With capital in hand and a blueprint to deploy it, THMO stock seems to have returned to favor over the last few weeks. Shares have rebounded over 40% since they hit 52-week lows earlier in November.
ContraFect Corp. (CFRX)
Another biotechnology penny stock on this list is ContraFect. Like ThermoGenesis, CFRX stock took a big hit earlier this year after headlines came out during the summer. The company announced that a Data Safety Monitoring Board suggested stopping its Phase 3 DISRUPT study after an interim analysis.
Fast-forward to this week, and though CFRX stock is a fraction of the price it was earlier this year, momentum has begun building after an update on Monday.

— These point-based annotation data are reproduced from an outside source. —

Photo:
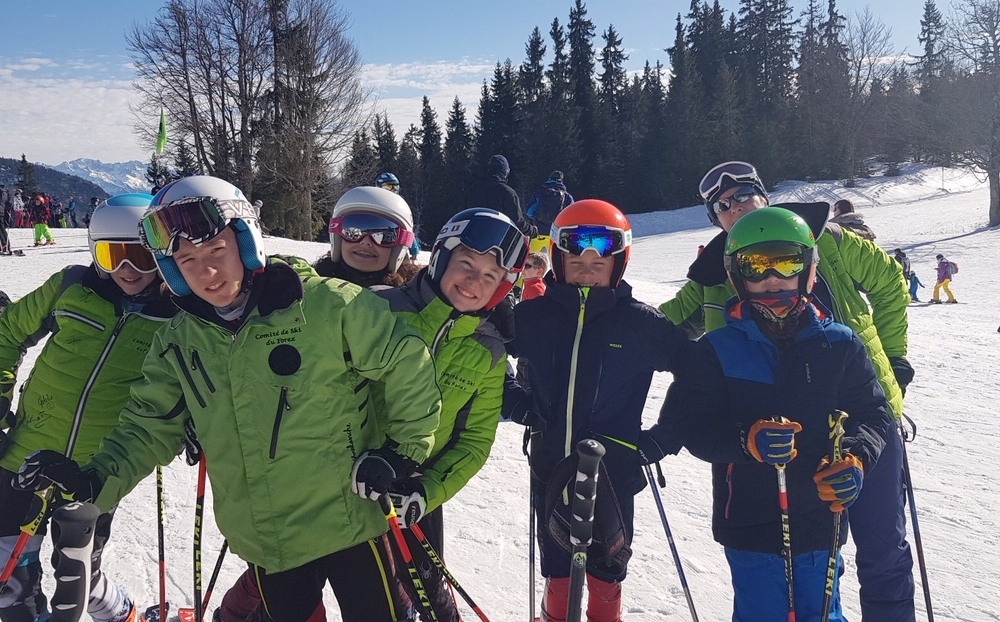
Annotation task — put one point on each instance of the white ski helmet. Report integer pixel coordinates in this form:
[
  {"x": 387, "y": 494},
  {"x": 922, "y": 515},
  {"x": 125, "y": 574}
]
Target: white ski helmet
[
  {"x": 241, "y": 218},
  {"x": 117, "y": 220},
  {"x": 374, "y": 201}
]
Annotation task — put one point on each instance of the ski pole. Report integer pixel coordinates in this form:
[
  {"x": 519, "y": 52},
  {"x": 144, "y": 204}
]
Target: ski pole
[
  {"x": 436, "y": 559},
  {"x": 908, "y": 482},
  {"x": 786, "y": 539},
  {"x": 670, "y": 541},
  {"x": 33, "y": 523},
  {"x": 582, "y": 526},
  {"x": 199, "y": 514},
  {"x": 836, "y": 419},
  {"x": 531, "y": 529},
  {"x": 404, "y": 551},
  {"x": 162, "y": 558}
]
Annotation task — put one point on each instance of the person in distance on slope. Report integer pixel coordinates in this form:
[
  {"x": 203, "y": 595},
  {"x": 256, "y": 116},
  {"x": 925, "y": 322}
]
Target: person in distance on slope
[
  {"x": 274, "y": 372},
  {"x": 759, "y": 392},
  {"x": 588, "y": 350},
  {"x": 101, "y": 319},
  {"x": 732, "y": 190},
  {"x": 361, "y": 216}
]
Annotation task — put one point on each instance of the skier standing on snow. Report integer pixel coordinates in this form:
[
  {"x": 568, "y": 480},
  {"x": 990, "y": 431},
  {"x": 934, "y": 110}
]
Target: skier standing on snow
[
  {"x": 588, "y": 350},
  {"x": 848, "y": 262},
  {"x": 101, "y": 319},
  {"x": 370, "y": 213},
  {"x": 274, "y": 372},
  {"x": 946, "y": 272},
  {"x": 757, "y": 393}
]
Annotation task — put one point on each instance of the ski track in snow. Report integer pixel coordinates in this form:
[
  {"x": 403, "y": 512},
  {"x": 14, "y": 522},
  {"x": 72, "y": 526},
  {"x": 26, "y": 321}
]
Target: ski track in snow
[{"x": 953, "y": 398}]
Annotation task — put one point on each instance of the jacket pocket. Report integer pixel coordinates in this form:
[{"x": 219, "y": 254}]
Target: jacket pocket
[{"x": 283, "y": 405}]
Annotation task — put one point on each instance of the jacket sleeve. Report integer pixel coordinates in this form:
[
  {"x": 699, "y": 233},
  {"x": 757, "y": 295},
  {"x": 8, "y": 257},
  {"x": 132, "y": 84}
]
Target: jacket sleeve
[
  {"x": 455, "y": 466},
  {"x": 685, "y": 302},
  {"x": 696, "y": 412},
  {"x": 882, "y": 278},
  {"x": 861, "y": 397},
  {"x": 24, "y": 322},
  {"x": 384, "y": 348},
  {"x": 149, "y": 432}
]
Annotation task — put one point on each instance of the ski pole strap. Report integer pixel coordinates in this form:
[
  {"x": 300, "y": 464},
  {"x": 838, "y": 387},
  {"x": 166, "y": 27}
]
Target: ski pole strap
[
  {"x": 585, "y": 491},
  {"x": 73, "y": 536}
]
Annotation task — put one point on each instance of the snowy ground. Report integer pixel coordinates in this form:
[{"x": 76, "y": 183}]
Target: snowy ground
[{"x": 952, "y": 347}]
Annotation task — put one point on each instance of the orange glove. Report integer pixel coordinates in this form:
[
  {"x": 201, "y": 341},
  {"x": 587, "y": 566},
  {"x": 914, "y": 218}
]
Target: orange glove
[{"x": 840, "y": 482}]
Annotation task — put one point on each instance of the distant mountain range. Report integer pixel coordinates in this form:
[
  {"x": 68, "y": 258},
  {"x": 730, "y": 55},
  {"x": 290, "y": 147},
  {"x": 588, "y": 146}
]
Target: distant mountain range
[{"x": 114, "y": 178}]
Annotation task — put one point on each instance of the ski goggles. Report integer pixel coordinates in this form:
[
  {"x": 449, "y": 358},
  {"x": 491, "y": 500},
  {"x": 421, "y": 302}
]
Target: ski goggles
[
  {"x": 759, "y": 261},
  {"x": 489, "y": 235},
  {"x": 730, "y": 173},
  {"x": 110, "y": 256},
  {"x": 196, "y": 219},
  {"x": 382, "y": 231},
  {"x": 743, "y": 194},
  {"x": 605, "y": 241}
]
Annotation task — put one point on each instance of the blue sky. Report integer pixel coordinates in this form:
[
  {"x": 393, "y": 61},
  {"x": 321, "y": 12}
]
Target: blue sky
[{"x": 65, "y": 79}]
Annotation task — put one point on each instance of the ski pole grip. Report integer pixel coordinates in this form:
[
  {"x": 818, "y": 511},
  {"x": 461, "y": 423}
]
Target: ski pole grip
[
  {"x": 590, "y": 453},
  {"x": 73, "y": 528}
]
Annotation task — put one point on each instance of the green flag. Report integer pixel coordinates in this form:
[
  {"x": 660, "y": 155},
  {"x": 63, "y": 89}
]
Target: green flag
[{"x": 161, "y": 138}]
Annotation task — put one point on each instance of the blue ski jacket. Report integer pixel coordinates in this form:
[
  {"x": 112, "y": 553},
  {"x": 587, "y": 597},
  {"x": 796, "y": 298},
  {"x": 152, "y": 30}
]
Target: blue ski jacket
[
  {"x": 588, "y": 355},
  {"x": 735, "y": 376}
]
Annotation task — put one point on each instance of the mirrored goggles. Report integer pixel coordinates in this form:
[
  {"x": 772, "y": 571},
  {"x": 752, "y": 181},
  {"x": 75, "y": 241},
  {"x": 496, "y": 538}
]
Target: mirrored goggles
[
  {"x": 605, "y": 241},
  {"x": 742, "y": 195},
  {"x": 382, "y": 231},
  {"x": 737, "y": 172},
  {"x": 109, "y": 256},
  {"x": 196, "y": 219},
  {"x": 783, "y": 259}
]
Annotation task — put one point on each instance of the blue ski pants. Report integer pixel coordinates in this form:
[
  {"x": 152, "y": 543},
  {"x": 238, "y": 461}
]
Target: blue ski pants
[{"x": 760, "y": 590}]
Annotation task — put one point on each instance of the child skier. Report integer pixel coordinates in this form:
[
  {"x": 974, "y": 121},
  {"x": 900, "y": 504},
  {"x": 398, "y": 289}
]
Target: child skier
[
  {"x": 914, "y": 284},
  {"x": 588, "y": 350},
  {"x": 274, "y": 372},
  {"x": 101, "y": 319},
  {"x": 760, "y": 393}
]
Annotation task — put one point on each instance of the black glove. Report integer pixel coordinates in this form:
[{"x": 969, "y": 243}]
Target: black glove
[
  {"x": 376, "y": 469},
  {"x": 410, "y": 500},
  {"x": 649, "y": 450},
  {"x": 191, "y": 447},
  {"x": 902, "y": 370},
  {"x": 46, "y": 467}
]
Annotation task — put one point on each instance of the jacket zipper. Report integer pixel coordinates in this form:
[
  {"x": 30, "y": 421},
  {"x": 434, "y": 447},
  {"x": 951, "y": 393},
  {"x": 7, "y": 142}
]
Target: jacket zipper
[
  {"x": 729, "y": 484},
  {"x": 78, "y": 415},
  {"x": 187, "y": 374},
  {"x": 570, "y": 394},
  {"x": 283, "y": 405}
]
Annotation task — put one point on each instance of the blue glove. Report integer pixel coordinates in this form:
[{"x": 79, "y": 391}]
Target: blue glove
[
  {"x": 840, "y": 482},
  {"x": 45, "y": 467},
  {"x": 376, "y": 469},
  {"x": 410, "y": 501},
  {"x": 772, "y": 441}
]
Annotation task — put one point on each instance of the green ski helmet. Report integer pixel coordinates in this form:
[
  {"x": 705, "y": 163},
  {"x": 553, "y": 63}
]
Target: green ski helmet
[{"x": 771, "y": 240}]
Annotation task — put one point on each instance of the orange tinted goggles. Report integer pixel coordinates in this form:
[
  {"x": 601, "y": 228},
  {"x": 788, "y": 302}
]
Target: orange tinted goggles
[{"x": 109, "y": 256}]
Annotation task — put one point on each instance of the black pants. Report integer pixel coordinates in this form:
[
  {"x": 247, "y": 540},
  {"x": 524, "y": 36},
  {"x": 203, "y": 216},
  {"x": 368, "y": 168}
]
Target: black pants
[
  {"x": 361, "y": 578},
  {"x": 438, "y": 591}
]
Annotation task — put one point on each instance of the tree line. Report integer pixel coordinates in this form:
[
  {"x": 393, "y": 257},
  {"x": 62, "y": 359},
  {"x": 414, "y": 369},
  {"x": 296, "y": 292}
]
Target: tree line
[{"x": 269, "y": 94}]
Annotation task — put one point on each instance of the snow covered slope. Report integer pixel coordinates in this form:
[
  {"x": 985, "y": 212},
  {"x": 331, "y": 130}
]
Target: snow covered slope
[{"x": 955, "y": 350}]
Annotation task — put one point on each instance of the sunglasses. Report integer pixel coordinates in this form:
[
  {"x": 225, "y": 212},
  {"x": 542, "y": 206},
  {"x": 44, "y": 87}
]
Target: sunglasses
[
  {"x": 605, "y": 241},
  {"x": 737, "y": 172},
  {"x": 742, "y": 195},
  {"x": 759, "y": 261},
  {"x": 110, "y": 256},
  {"x": 196, "y": 219},
  {"x": 382, "y": 231}
]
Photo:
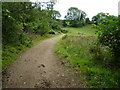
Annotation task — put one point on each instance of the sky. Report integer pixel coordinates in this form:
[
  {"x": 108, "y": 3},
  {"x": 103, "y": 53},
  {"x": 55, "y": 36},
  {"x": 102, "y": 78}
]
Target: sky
[{"x": 91, "y": 7}]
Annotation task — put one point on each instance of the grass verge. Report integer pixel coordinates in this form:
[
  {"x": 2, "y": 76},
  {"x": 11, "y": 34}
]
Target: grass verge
[
  {"x": 91, "y": 60},
  {"x": 10, "y": 53}
]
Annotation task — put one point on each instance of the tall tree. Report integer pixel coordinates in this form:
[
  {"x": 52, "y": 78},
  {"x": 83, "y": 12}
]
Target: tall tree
[{"x": 75, "y": 16}]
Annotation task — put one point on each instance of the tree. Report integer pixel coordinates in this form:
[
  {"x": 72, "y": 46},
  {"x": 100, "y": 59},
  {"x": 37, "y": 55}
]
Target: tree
[
  {"x": 56, "y": 14},
  {"x": 75, "y": 16},
  {"x": 97, "y": 18},
  {"x": 109, "y": 34}
]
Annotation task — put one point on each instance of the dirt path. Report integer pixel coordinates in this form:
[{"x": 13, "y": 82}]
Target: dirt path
[{"x": 39, "y": 67}]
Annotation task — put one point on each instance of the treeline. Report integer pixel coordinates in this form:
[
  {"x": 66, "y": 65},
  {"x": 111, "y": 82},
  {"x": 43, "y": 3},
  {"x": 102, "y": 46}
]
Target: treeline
[
  {"x": 19, "y": 19},
  {"x": 109, "y": 34},
  {"x": 75, "y": 18}
]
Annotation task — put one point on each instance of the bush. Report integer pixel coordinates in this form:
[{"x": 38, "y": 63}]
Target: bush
[
  {"x": 64, "y": 31},
  {"x": 109, "y": 35},
  {"x": 52, "y": 32}
]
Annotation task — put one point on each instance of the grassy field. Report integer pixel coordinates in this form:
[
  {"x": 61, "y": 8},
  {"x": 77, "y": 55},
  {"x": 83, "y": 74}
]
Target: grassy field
[
  {"x": 11, "y": 53},
  {"x": 88, "y": 58}
]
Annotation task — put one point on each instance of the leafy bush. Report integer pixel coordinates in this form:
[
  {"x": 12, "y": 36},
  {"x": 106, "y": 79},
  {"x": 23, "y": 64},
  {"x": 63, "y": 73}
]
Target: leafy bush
[
  {"x": 109, "y": 34},
  {"x": 64, "y": 31},
  {"x": 52, "y": 32}
]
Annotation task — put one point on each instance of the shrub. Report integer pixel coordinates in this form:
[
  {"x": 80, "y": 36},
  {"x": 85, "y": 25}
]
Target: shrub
[
  {"x": 52, "y": 32},
  {"x": 64, "y": 31},
  {"x": 109, "y": 35}
]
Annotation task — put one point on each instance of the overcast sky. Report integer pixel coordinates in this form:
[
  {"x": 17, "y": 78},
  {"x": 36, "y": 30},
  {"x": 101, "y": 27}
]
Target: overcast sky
[{"x": 91, "y": 7}]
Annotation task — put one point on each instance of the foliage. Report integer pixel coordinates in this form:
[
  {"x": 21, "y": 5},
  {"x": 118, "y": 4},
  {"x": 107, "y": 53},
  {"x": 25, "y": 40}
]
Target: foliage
[
  {"x": 78, "y": 51},
  {"x": 26, "y": 18},
  {"x": 64, "y": 31},
  {"x": 109, "y": 35},
  {"x": 75, "y": 17}
]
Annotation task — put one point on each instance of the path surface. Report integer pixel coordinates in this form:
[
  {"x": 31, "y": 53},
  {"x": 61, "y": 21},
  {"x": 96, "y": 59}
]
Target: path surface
[{"x": 39, "y": 67}]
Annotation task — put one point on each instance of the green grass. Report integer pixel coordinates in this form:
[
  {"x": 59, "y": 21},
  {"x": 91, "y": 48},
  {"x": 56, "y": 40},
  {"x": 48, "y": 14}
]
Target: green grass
[
  {"x": 10, "y": 53},
  {"x": 87, "y": 30},
  {"x": 91, "y": 61}
]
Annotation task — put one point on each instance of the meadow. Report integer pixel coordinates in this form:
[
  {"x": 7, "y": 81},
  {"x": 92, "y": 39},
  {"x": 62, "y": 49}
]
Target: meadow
[{"x": 80, "y": 49}]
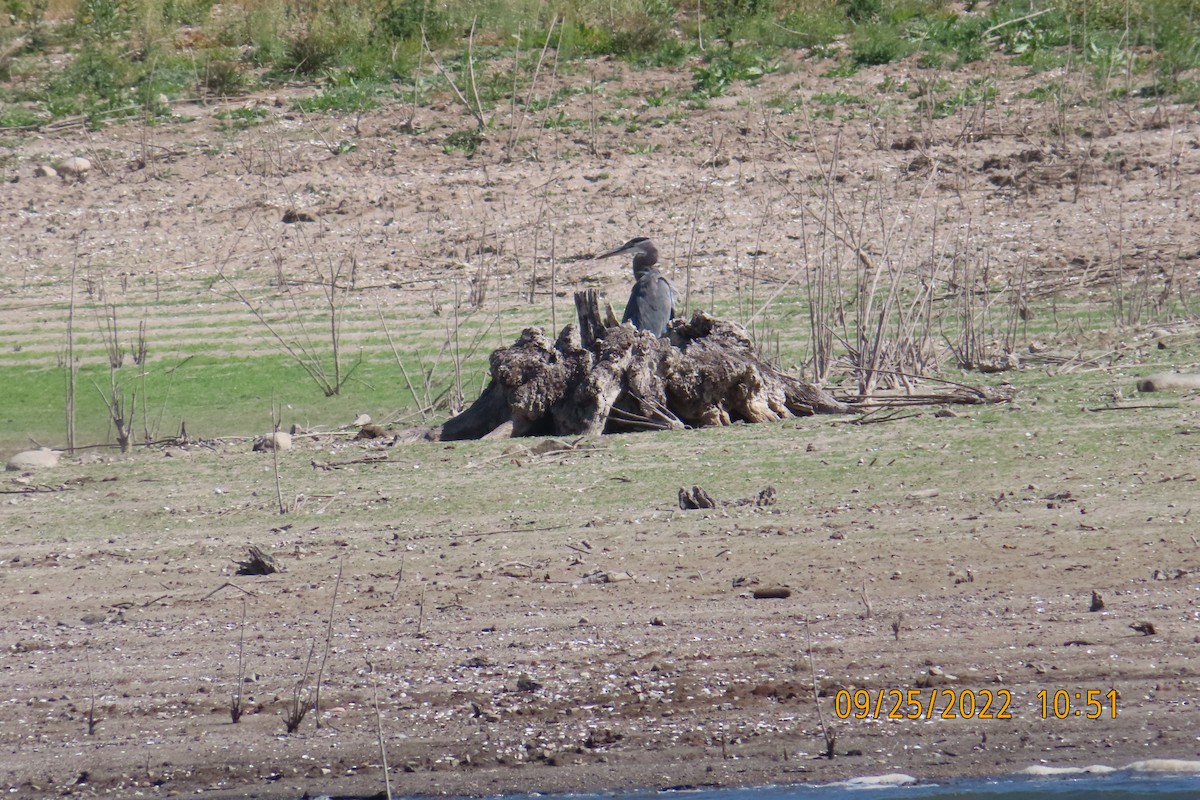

ContraFect announced that the French National Agency for the Safety of Medicines and Health Products authorized the company’s Clinical Trial Application for studying exebacase in prosthetic joint infections.
“This is a significant milestone for our company as it represents the next opportunity for exebacase to recapitulate the positive and durable results we have observed clinically in the compassionate use setting, after dosing 16 patients. Exebacase presents the potential for a truly revolutionary change to the current treatment paradigm for patients with prosthetic joint infections,” said CEO Roger J. Pomerantz, MD, in this week’s press release.
Against this backdrop, shares of CFRX stock climbed to fresh November highs.
Eargo Inc. (EAR)
Medical device company, Eargo found itself in a nice uptrend this week after hitting 52-week lows of $0.48 last Friday. Much of the latest uptick comes as Eargo closed a rights offering, welcoming Patient Square Capital as its new majority owner. However, what wasn’t announced by the company (so far) may have become a more robust topic of discussion.
Regarding biotechnology and medical-related stocks, “news” can come at a moment’s notice from other sources, including regulatory bodies. They are not restricted or required to report new developments like approvals when a company would prefer. In this light, it’s essential to watch oversight bodies like the FDA and USPTO, among other global organizations.
This week, Eargo was granted US Patent #11516601. The patent is titled Hearing assistance device with an accelerometer. Considering Eargo’s product portfolio is all about its hearing aids, the Patent comes with an upbeat sentiment on its potential benefits in protecting Eargo’s suite of hearing aids.